SDSS 2.5m telescope focal surface scale adjustment

Sloan Digital Sky Survey Telescope Technical Note 19971020

Steve Kent and Walter Siegmund


Contents


Introduction

The 2.5 m optics have the capability for piston motion of both the primary and secondary mirrors. Thus it is possible to move the primary and secondary simultaneously such that focus is maintained, but the scale factor at the focal plane is changed. This allows aluminum plug-plates, that have a much different coefficient of thermal expansion than the borosilicate optics, to be predrilled and used over a range of ambient temperatures.

What are the equations relating the mirror motions to each other and to the scale factor? How much mirror motion is necessary to compensate for the ambient temperature range over three months?

"Zoom equations" for the 2.5m telescope

Define the following quantities:

	Z  = Displacement of primary along the optical axis from some nominal
	     position in mm.
	S  = Displacement of secondary along the optical axis from some
	     nominal position in mm.
	DF = fraction change in scale factor
	M  = magnification factor of the secondary
	D2 = nominal distance of secondary mirror vertex from the prime focus

For the 2.5 m optical design, D2 = 1980.47 mm and M = 2.22.

The primary and secondary motions are related by the equation:

S = Z * M^2 / (1. + M^2) = 0.83*Z

The sense is that the primary and secondary both move towards or away from the focal plane.
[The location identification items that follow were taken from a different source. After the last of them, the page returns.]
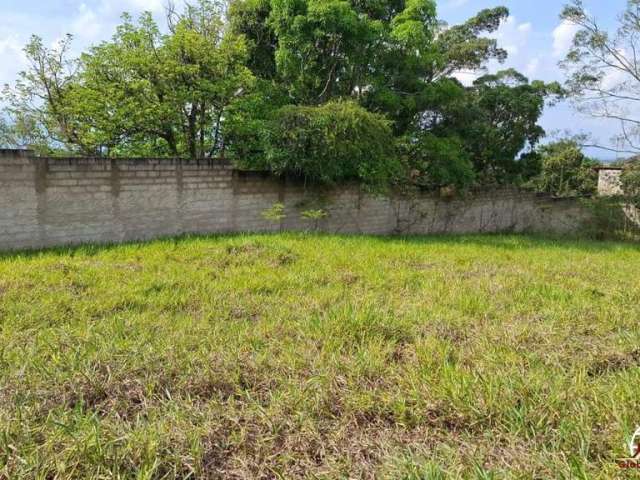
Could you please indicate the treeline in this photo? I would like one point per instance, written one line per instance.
(328, 90)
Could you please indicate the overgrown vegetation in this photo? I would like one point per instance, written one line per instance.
(565, 171)
(329, 90)
(317, 356)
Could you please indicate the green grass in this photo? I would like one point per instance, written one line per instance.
(293, 356)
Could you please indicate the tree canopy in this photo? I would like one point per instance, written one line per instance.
(330, 90)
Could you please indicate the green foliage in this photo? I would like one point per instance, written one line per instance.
(630, 179)
(497, 119)
(319, 356)
(275, 213)
(434, 162)
(320, 89)
(566, 171)
(144, 93)
(608, 220)
(334, 142)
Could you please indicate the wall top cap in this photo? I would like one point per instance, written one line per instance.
(605, 167)
(16, 152)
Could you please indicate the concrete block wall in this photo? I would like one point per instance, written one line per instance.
(59, 201)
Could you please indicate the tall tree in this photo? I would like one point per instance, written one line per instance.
(37, 106)
(604, 70)
(144, 92)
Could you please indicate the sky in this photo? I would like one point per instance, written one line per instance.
(533, 35)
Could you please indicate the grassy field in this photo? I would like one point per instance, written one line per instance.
(297, 356)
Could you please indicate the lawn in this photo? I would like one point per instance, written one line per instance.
(291, 356)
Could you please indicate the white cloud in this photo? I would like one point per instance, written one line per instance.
(86, 26)
(513, 36)
(532, 67)
(563, 38)
(12, 58)
(525, 27)
(456, 3)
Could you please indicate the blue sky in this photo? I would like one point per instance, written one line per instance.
(533, 35)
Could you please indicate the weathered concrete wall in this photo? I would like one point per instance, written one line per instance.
(53, 201)
(609, 183)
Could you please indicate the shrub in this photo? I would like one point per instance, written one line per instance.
(435, 162)
(566, 171)
(331, 143)
(630, 179)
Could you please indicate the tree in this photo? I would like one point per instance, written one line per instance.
(393, 57)
(603, 70)
(385, 55)
(37, 107)
(630, 179)
(434, 162)
(497, 120)
(566, 171)
(331, 143)
(142, 93)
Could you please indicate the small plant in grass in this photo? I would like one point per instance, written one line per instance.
(275, 213)
(314, 215)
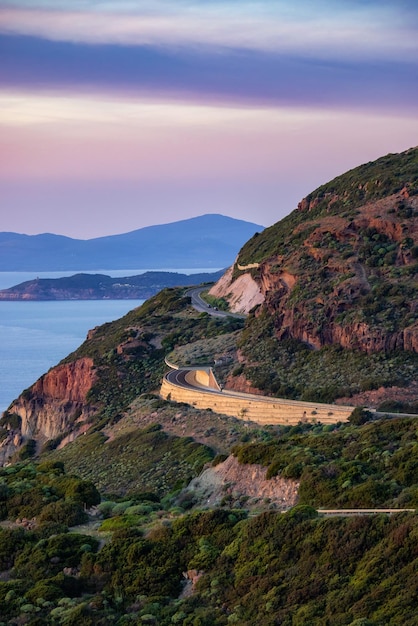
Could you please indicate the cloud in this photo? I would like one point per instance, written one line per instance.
(244, 77)
(352, 30)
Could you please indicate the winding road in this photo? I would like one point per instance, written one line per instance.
(200, 305)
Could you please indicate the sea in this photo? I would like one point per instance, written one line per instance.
(35, 336)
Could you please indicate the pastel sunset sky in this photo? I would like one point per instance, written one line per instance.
(116, 115)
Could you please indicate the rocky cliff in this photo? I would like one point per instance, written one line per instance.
(54, 407)
(342, 268)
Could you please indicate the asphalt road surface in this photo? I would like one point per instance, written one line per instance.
(200, 305)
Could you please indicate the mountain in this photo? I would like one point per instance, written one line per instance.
(181, 515)
(206, 241)
(100, 286)
(342, 268)
(334, 302)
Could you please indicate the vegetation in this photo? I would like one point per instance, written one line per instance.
(290, 369)
(102, 531)
(341, 196)
(147, 459)
(129, 352)
(345, 466)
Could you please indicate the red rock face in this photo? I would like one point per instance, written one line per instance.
(56, 403)
(69, 383)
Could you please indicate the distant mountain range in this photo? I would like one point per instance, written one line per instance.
(207, 241)
(101, 286)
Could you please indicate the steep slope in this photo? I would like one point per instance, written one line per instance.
(118, 362)
(342, 268)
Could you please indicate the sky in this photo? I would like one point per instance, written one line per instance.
(115, 115)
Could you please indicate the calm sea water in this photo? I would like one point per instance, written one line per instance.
(34, 336)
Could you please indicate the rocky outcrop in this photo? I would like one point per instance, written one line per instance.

The fractional change in scale is given by

DF = ((M - 1) / (1. + M^2)) * (Z/D2) = Z / 9614

The sense is such that the scale factor increases (more arcsec/mm) if the primary moves closer to the focal plane.

To good accuracy, these equations should work equally well for both imaging and spectroscopy. They were tested by running ray traces on the spectroscopic design.

Drilling plug-plates and adjusting the telescope zoom

The plug-plates will be drilled for the mean temperature of the month that they are expected to be used. Records are available of the extreme maximum and minimum temperature of each month for Sunspot, NM for a 20 year period from 1954 to 1974 ("A Twenty-Year Summary of Sacramento Peak Weather: August 1954 Through July 1974", Sloan Digital Sky Survey Telescope Technical Note 19970822). The mean temperature of each month is taken to be the mean of the extreme high and extreme low for that month. Note: this is not the normal definition of the mean temperature, but it is appropriate since it minimizes the maximum departure that must be accommodated. Subsequently, the average monthly mean was calculated by averaging the monthly means month by month over the 20 year period and plotted (Figure 1). It is this temperature, adjusted for the daytime temperature swing, that will be used to drill plates.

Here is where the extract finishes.